CATARTICA

Per Aristotele la rappresentazione delle passioni umane ha una funzione positiva che definisce catartica. Sul concetto di catarsi ci sono numerose interpretazioni che riguardano il concetto di purificazione delle passioni (rappresentare le passioni togliendo ogni aspetto negativo) o di purificazione dalle passioni (possibilità per l'uomo di liberarsi psicologicamente dal loro peso in seguito alla partecipazione alla scena dell'opera).
L'interpretazione più diffusa è l'ultima e vede nella catarsi la possibilità di alleggerimento e purificazione dello spettatore dalle passioni che lo tormentano nel profondo della sua anima. Vivendo attraverso i sentimenti dei personaggi i propri sentimenti, lo spettatore in qualche modo se ne libera o li attenua neutralizzando così gli aspetti più nocivi.

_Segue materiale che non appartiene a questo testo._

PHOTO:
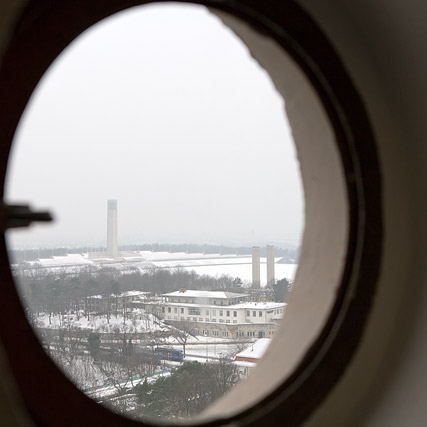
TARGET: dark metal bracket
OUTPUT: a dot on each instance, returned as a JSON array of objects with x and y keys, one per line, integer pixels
[{"x": 15, "y": 216}]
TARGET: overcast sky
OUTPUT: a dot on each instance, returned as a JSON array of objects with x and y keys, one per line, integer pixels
[{"x": 162, "y": 108}]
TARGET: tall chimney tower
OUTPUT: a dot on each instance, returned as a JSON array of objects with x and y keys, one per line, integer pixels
[
  {"x": 256, "y": 268},
  {"x": 112, "y": 245},
  {"x": 270, "y": 266}
]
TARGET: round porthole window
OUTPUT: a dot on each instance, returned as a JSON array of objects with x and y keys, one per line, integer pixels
[{"x": 341, "y": 244}]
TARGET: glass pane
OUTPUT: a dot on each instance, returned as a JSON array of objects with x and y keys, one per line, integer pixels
[{"x": 165, "y": 154}]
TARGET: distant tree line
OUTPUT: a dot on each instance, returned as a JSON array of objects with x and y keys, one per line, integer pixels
[{"x": 59, "y": 293}]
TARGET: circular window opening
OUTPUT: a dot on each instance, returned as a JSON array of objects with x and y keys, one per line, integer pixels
[
  {"x": 341, "y": 244},
  {"x": 154, "y": 133}
]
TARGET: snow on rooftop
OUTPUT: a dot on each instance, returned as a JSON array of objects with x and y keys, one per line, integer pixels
[{"x": 255, "y": 350}]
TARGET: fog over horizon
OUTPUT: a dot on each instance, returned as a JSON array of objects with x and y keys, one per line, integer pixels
[{"x": 181, "y": 126}]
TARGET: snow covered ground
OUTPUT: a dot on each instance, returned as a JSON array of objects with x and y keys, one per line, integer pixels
[
  {"x": 210, "y": 264},
  {"x": 139, "y": 323}
]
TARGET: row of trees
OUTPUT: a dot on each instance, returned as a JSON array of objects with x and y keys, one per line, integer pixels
[
  {"x": 186, "y": 392},
  {"x": 60, "y": 293}
]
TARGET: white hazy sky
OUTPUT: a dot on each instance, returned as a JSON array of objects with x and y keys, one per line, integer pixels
[{"x": 163, "y": 109}]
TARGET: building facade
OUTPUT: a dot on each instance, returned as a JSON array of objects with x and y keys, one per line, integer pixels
[{"x": 225, "y": 314}]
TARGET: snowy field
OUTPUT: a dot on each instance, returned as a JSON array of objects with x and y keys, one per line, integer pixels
[
  {"x": 211, "y": 264},
  {"x": 139, "y": 323},
  {"x": 244, "y": 271}
]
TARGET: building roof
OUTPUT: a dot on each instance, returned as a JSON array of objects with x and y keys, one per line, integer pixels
[
  {"x": 255, "y": 350},
  {"x": 203, "y": 294}
]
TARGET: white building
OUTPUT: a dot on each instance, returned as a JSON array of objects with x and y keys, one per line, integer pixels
[{"x": 210, "y": 308}]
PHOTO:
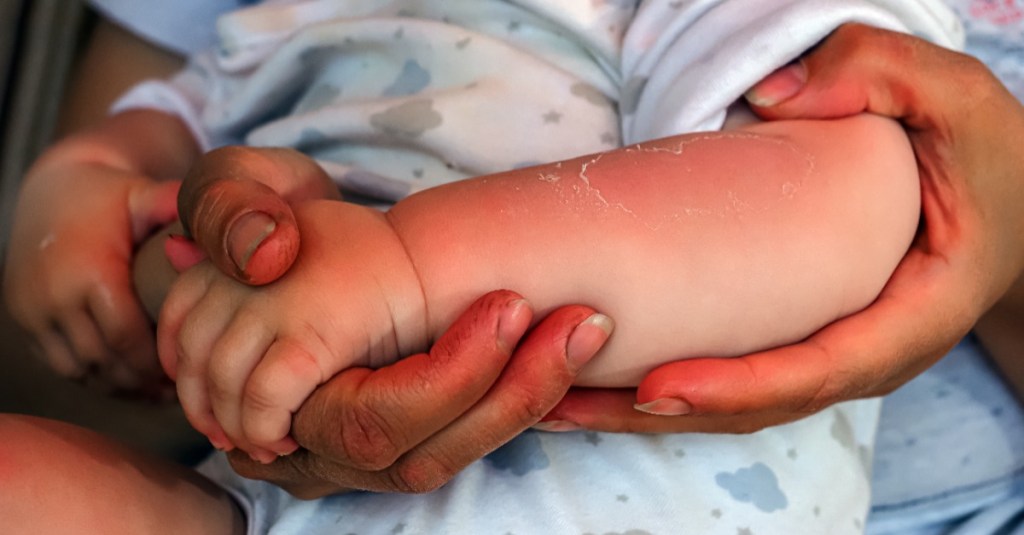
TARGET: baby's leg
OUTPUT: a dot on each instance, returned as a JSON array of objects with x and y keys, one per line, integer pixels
[{"x": 55, "y": 478}]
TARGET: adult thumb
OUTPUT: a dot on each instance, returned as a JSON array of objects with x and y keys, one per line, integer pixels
[
  {"x": 235, "y": 204},
  {"x": 856, "y": 69}
]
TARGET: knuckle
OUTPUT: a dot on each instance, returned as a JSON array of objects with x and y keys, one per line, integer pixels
[
  {"x": 420, "y": 476},
  {"x": 368, "y": 439},
  {"x": 259, "y": 397}
]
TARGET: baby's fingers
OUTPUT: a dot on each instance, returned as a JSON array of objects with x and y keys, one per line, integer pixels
[
  {"x": 287, "y": 375},
  {"x": 235, "y": 356},
  {"x": 190, "y": 322}
]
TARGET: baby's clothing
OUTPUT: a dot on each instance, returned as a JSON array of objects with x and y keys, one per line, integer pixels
[{"x": 395, "y": 96}]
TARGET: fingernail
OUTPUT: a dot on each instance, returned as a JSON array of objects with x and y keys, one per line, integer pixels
[
  {"x": 221, "y": 443},
  {"x": 587, "y": 338},
  {"x": 513, "y": 324},
  {"x": 285, "y": 447},
  {"x": 556, "y": 426},
  {"x": 263, "y": 456},
  {"x": 247, "y": 233},
  {"x": 778, "y": 86},
  {"x": 665, "y": 407}
]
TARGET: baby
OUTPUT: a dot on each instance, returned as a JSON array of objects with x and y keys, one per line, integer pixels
[{"x": 698, "y": 245}]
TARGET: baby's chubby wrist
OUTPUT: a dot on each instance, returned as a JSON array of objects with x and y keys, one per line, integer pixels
[{"x": 379, "y": 282}]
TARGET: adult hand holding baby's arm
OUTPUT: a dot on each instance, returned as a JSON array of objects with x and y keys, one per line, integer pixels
[
  {"x": 416, "y": 402},
  {"x": 965, "y": 128}
]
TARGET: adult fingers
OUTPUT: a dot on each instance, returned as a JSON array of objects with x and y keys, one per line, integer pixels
[
  {"x": 862, "y": 69},
  {"x": 235, "y": 204},
  {"x": 536, "y": 377},
  {"x": 367, "y": 419},
  {"x": 865, "y": 355}
]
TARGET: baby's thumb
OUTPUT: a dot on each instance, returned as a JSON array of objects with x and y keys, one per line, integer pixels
[{"x": 245, "y": 227}]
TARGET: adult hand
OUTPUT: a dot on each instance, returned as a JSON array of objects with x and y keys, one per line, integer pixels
[
  {"x": 410, "y": 426},
  {"x": 966, "y": 130},
  {"x": 235, "y": 204},
  {"x": 413, "y": 425}
]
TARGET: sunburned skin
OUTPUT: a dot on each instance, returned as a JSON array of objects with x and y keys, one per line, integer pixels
[
  {"x": 700, "y": 245},
  {"x": 763, "y": 252},
  {"x": 759, "y": 246}
]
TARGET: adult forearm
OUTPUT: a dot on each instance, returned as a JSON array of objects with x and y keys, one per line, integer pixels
[{"x": 712, "y": 244}]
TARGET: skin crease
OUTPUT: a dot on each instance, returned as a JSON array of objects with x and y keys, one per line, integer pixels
[{"x": 815, "y": 274}]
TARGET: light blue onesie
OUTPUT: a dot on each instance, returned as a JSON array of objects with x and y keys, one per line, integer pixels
[{"x": 395, "y": 96}]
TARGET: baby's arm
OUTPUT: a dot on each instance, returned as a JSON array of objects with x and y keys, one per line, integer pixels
[
  {"x": 698, "y": 245},
  {"x": 714, "y": 244}
]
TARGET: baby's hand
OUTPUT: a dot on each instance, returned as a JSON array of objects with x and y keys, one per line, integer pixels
[
  {"x": 245, "y": 359},
  {"x": 81, "y": 212}
]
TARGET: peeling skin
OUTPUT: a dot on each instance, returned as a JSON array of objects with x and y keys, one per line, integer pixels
[{"x": 737, "y": 197}]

I principi della catarsi così come elaborati da Aristotele erano conosciuti dagli antichi medici i quali curavano alcune malattie pensando che queste fossero causate da un accumulo irregolare nel corpo di qualche umore (che turbava gli equilibri degli elementi del corpo che garantiscono la salute) cercando di eliminarlo.

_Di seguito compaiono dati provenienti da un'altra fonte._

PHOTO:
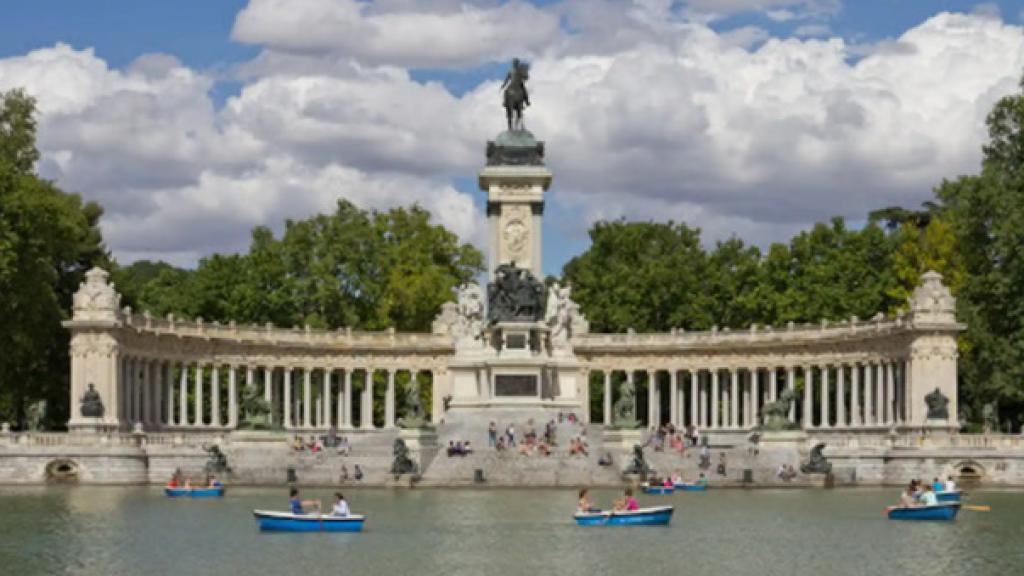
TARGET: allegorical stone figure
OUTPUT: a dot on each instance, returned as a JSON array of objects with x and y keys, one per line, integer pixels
[
  {"x": 516, "y": 97},
  {"x": 938, "y": 405},
  {"x": 92, "y": 405},
  {"x": 400, "y": 462},
  {"x": 816, "y": 462}
]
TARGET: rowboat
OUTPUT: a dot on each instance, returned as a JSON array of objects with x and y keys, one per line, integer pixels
[
  {"x": 287, "y": 522},
  {"x": 942, "y": 510},
  {"x": 656, "y": 489},
  {"x": 656, "y": 516},
  {"x": 211, "y": 492}
]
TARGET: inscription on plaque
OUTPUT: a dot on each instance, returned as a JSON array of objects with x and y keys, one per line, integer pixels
[
  {"x": 515, "y": 384},
  {"x": 515, "y": 341}
]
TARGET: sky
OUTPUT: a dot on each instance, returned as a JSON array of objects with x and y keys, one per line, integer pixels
[{"x": 192, "y": 122}]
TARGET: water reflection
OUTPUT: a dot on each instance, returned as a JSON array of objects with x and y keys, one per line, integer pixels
[{"x": 843, "y": 532}]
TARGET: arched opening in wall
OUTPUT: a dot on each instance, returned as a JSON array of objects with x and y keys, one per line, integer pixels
[
  {"x": 62, "y": 470},
  {"x": 969, "y": 474}
]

Altro concetto di catarsi nel mondo antico invece fa riferimento alla terapia del movimento utilizzata per vincere gli stati nervosi (ad esempio musica e danza).

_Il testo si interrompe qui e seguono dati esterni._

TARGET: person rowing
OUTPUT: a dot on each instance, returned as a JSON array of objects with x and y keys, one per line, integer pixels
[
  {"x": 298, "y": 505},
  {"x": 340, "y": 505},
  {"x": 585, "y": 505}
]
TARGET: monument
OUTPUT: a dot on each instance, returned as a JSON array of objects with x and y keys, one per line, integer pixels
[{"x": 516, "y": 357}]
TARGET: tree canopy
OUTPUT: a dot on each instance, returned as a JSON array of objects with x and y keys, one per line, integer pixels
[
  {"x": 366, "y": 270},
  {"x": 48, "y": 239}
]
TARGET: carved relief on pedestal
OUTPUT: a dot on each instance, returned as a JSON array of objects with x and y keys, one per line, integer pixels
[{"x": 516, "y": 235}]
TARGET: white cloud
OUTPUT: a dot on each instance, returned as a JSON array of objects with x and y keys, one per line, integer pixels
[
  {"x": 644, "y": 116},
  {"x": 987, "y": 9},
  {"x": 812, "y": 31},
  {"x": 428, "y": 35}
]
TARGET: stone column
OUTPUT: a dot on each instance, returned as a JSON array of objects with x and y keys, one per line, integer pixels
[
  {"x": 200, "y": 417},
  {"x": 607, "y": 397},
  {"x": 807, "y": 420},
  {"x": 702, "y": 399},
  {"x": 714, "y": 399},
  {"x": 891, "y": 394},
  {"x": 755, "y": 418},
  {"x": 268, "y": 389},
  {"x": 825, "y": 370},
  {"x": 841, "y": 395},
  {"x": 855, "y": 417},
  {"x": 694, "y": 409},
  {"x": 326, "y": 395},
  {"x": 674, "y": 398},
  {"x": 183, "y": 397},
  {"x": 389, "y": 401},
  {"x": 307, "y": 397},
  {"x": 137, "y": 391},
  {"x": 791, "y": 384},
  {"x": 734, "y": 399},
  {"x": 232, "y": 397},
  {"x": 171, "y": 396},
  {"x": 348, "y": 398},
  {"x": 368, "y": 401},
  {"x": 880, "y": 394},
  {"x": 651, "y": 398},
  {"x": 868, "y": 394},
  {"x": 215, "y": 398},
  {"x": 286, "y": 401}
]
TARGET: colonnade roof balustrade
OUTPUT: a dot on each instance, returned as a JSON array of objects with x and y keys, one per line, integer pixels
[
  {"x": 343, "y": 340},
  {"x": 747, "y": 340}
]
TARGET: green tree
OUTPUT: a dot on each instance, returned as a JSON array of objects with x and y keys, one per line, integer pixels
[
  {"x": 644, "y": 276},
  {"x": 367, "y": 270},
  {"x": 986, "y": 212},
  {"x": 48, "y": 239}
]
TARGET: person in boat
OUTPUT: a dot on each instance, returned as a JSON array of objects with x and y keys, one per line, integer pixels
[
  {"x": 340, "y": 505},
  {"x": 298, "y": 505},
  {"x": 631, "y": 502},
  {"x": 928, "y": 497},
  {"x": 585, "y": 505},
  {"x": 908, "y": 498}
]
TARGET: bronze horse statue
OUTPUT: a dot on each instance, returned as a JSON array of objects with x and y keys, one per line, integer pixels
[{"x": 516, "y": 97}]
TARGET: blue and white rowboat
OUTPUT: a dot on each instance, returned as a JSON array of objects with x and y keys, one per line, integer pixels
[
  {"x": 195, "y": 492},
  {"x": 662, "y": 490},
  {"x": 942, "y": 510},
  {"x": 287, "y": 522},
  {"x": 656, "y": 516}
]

Il concetto aristotelico di catarsi si basa sul principio secondo cui il rimedio delle passioni non è il contrastarle ma assecondarle. Per questo occorre però che la tragedia sia ben pensata e perfetta nello stile oltre che rispondente ai sani principi dell'etica.
Il poeta dovrà immaginare in anticipo i risultati psicologici che la sua arte avrà sugli spettatori e il loro grado di entusiasmo. Secondo Aristotele sono due le emozioni principali che il poeta può accendere: la paura e la pietà.
Al vero poeta non servono effetti speciali in quanto la sua arma migliore è il pathos che deriva dalla commozione profonda per il dramma dell'esistenza umana.